4 thoughts on “Investment rules in trade agreements: Developments and issues in light of the TTIP debate

  1. I am still surprised how little attention is spent on the basic emperical data analysis and just built and anecdotical and little disguised politically influenced stories. If the EU were to stick to test and prooven BITs such as the German model BIT, few things would need to be discussed, that is of cause as long you stay within a minimum rule of law. If you want to role back and see the untamed Levithian as the ultimate goal for the EU to evolve to, then of cause you should be scared of investment protection …

    To name a few deficiancies here: US-AUS BIT is everything but new and the US is probably regretting as it still kept ISDS in its 2012 model BIT after intense revision (under Democratic leadership someone may add).
    The so-called forum shopping – if it ever existed – will apply the same way to any BIT, not only to intra-EU (the Intra-EU question has a totally different background). Test the EU institutions on its intentions by asking a simple question: the easiest way to stop possible forum shopping is to clearly and significantly narrow the scope to bricks and motar investments (no portfolio crap etc.) … but I guess this will not fit strategy …

    Finally, to call the link between BITs and investment inconclusive runs counter to more than five decades of state investment guarantees – something the EU Commission is after to gain competence in for more than 40 years … (mind a second who ‘invented’ BITs and why).

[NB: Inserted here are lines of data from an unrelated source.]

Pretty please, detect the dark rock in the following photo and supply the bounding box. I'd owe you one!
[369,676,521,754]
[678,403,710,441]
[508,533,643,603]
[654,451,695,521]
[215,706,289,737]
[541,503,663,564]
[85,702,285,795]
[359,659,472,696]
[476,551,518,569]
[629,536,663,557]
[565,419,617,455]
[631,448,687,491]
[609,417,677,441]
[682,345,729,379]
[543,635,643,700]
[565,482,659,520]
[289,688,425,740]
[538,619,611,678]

    In short: too much politics in this paper, too little sound research.

    Like

    Posted by Chris | September 28, 2015, 10:44
    • Dear Chris,
      In the view of your comments, it would be important to clarify the following points.
      – The AUSFTA example is not given as an example of why there should or there should not be ISDS. The paper is not on the issue of ISDS, it is only about some of the substantial investment protection rules. The AUSFTA example, here, is used to show that these rules are present in US agreements with or without an ISDS framework.
      – there is in the paper a sufficiently long discussion on the historical developments of investment protection rules (which by the way starts before the creation of BITs) pointing out why those are important and how investment rules contributed to the protection of individual rights in international public law (including ISDS features as it provided individuals with direct claims under international public law)
      – the paper does not say that BITs do not have economic impact. It says that some studies found positive effects and other had inconclusive findings. After clarifying why some papers found positive results, the paper argues that where economic results have been inconclusive with respect to the positive effect of BITs, the latter could be attributed to preference erosion, as the proliferation of BITs creates an equal playing field from the point of view of investment protection. In other words, the different countries having concluded a BIT with the same country will compete on an equal basis from the investment protection point of view, these countries will then have to compete for FDIs on the basis of other comparative advantages. So what the study wants to suggest is that it might be easier to find a stronger negative impact on FDIs flows to a country caused by the absence of an investment agreement, much more than to find a substantial positive effect created by the existence of an investment agreement.
      – With respect to forum-shopping, the paper only points out that there will be legal discrepancy between the revised EU investment rules and some of the unchanged intra-EU BITs rules, and this could lead to circumvention via intra-EU BIT of the newly EU negotiated rules. So that at a certain point the relations between EU investment rules and intra-EU BIT will have to be taken into account.